Page 20 of Past Be Damned


  Eric sat on the ground with me while I retched in the commode. At least the trains had running water. “You’re pale.” He drew slight circles on my back. “If we were home, I’d see about finding some ginger. I’ve read that can be really helpful.”

  “Where we’re going should have some.” They were good about keeping herbs like that around. I used to work in those gardens.

  “I’ll grab some before we leave so the trip back will be easier. Do you think you’re going to be able to do this?”

  I nodded, less sure than I pretended to be. “I can. As soon as we stop moving.” I’d felt fine in the train stations. I couldn’t seem to handle motion.

  He held out a cracker. “Take a bite?”

  I pushed his hand away. “If you put that anywhere near me, I will never speak to you again.”

  Eric rolled his eyes. “Come on. Let’s try to rest.” He scooped me up. “You can’t possibly have anything else to bring back up for a while. Our daughter or son doesn’t really want to kill you.”

  I laughed. He must have been listening when I ranted about an hour earlier with that round of puke. “You don’t think so?”

  “I think that we’re going to come to a stop tomorrow, get off the train, and then take a carriage to the Sisterhood. The last time we were there, someone dragged you off and made us think you were dead. We don’t know what Katrina knows. We need to prepare, okay? First step is you sleeping.”

  He carried me from the washroom to the bedroom. The guys had been blocking the door to the hallway on the trains. When I felt better, my powers turned on, and I kept trying to clear the possessed. Apparently, I wasn’t to exhaust myself working. I couldn’t be throwing up and clearing demons all day long. I had to rest.

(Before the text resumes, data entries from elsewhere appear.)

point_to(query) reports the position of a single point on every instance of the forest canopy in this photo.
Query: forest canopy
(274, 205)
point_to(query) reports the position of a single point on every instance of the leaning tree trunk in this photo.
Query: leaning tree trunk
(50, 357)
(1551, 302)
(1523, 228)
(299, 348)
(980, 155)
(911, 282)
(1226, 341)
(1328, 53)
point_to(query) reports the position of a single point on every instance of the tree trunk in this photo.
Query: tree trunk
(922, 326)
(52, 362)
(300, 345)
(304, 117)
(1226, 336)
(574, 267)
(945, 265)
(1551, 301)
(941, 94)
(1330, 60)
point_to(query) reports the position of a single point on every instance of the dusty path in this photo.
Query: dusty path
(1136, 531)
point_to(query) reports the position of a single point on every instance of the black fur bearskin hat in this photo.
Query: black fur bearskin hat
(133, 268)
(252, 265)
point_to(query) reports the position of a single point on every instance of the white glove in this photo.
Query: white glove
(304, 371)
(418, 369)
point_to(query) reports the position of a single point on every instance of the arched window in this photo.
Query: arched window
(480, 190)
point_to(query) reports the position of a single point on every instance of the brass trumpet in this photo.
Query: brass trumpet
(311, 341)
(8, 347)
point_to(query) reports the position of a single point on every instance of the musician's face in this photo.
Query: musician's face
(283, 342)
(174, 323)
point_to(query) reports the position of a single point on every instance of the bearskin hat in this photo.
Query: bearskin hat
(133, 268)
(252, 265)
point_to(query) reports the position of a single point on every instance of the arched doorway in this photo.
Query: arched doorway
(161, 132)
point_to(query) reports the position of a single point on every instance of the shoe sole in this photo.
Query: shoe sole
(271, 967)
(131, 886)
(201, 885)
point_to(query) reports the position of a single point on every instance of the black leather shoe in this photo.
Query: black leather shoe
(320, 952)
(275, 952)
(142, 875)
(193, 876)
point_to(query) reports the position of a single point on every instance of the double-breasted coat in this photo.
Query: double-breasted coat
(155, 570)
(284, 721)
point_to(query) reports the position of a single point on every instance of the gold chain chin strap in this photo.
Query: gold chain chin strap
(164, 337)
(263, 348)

  Aidan had that role right then. He lifted his eyebrows, silently questioning me whether I was going to try to get to that door. The answer was no. I shook my head before I climbed into the bed.

  “Shouldn’t she try to eat something?” Thaddeus turned to Eric. I’d gotten adjusted to the idea that they talked about me like I wasn’t there. I was basically non-communicative because I felt so terrible, which meant I’d given up caring that it was really rude. Manners were for times when the entire world wasn’t constantly shaking.

  Eric lay down next to me. “In a couple hours.” He yawned. Was it very late? Time had ceased to matter. I hated this cursed train. I never wanted to see it again. Okay, I was whining even in my head.

  Noah took the other side next to Eric. Their presence was... lovely. Slowly, the heat they gave out moved over me. Across the room, Thaddeus sighed. “She feels better. It’s moving through her.”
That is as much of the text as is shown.